There is a limit on the number of elements in a IN clause that can be exceeded and in addition a better
and more efficient way is to use the AND NOT EXISTS (SUB-QUERY)
Updated by Gerrit Code Review almost 8 years ago
- Status changed from New to Under Review
Patch set 1 for branch master of project Packages/TYPO3.CMS has been pushed to the review server.
It is available at https://review.typo3.org/51370
Updated by Gerrit Code Review almost 8 years ago
Patch set 2 for branch master of project Packages/TYPO3.CMS has been pushed to the review server.

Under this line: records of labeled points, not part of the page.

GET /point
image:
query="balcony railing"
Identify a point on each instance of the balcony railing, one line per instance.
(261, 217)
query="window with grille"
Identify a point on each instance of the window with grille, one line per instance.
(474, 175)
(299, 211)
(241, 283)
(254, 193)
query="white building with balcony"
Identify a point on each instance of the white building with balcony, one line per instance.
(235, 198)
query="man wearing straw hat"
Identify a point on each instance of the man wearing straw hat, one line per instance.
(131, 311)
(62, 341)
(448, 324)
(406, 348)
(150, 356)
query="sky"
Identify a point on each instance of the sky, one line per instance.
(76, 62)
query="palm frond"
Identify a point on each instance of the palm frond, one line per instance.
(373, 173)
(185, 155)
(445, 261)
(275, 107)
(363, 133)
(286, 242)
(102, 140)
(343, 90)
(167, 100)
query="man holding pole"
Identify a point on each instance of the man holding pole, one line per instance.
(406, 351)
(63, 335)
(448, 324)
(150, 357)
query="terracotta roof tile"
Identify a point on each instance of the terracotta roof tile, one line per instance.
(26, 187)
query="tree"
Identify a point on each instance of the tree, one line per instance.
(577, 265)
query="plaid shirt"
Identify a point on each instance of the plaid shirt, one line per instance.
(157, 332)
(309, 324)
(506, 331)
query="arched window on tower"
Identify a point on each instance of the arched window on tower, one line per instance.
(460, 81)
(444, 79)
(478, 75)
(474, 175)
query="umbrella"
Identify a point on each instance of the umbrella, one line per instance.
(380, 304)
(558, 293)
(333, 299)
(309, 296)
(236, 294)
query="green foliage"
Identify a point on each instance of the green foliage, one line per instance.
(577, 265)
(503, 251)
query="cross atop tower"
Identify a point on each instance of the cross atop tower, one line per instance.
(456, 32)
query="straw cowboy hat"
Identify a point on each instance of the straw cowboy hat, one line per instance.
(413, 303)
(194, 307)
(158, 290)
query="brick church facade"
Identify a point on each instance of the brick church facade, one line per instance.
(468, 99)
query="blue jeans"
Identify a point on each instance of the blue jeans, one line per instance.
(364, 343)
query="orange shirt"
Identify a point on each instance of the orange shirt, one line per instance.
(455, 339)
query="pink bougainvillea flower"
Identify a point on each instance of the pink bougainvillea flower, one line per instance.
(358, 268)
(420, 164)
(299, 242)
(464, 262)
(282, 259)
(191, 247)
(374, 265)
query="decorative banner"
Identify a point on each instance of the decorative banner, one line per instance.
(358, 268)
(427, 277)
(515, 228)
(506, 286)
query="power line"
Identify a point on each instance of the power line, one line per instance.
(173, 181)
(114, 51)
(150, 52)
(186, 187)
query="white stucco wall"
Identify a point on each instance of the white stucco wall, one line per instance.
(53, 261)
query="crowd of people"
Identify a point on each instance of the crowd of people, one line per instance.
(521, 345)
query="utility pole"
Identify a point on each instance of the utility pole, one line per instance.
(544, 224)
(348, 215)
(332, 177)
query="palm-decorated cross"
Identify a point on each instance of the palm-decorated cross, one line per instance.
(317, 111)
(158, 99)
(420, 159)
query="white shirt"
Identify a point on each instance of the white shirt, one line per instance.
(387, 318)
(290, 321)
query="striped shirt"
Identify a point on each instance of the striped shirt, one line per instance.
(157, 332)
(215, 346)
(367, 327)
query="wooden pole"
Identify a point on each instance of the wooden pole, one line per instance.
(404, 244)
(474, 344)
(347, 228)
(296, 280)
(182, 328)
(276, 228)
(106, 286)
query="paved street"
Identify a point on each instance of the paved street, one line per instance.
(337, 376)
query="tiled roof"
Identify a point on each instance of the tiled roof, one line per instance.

It is available at https://review.typo3.org/51370
Updated by Gerrit Code Review almost 8 years ago
Patch set 3 for branch master of project Packages/TYPO3.CMS has been pushed to the review server.
It is available at https://review.typo3.org/51370
Updated by Morton Jonuschat almost 8 years ago
This comment is in relation to Patchset #3 in the review system. As it doesn't allow for formatting text/code I put this explanation here.
Base configuration¶
This is done with reduced tables to ease preparing data.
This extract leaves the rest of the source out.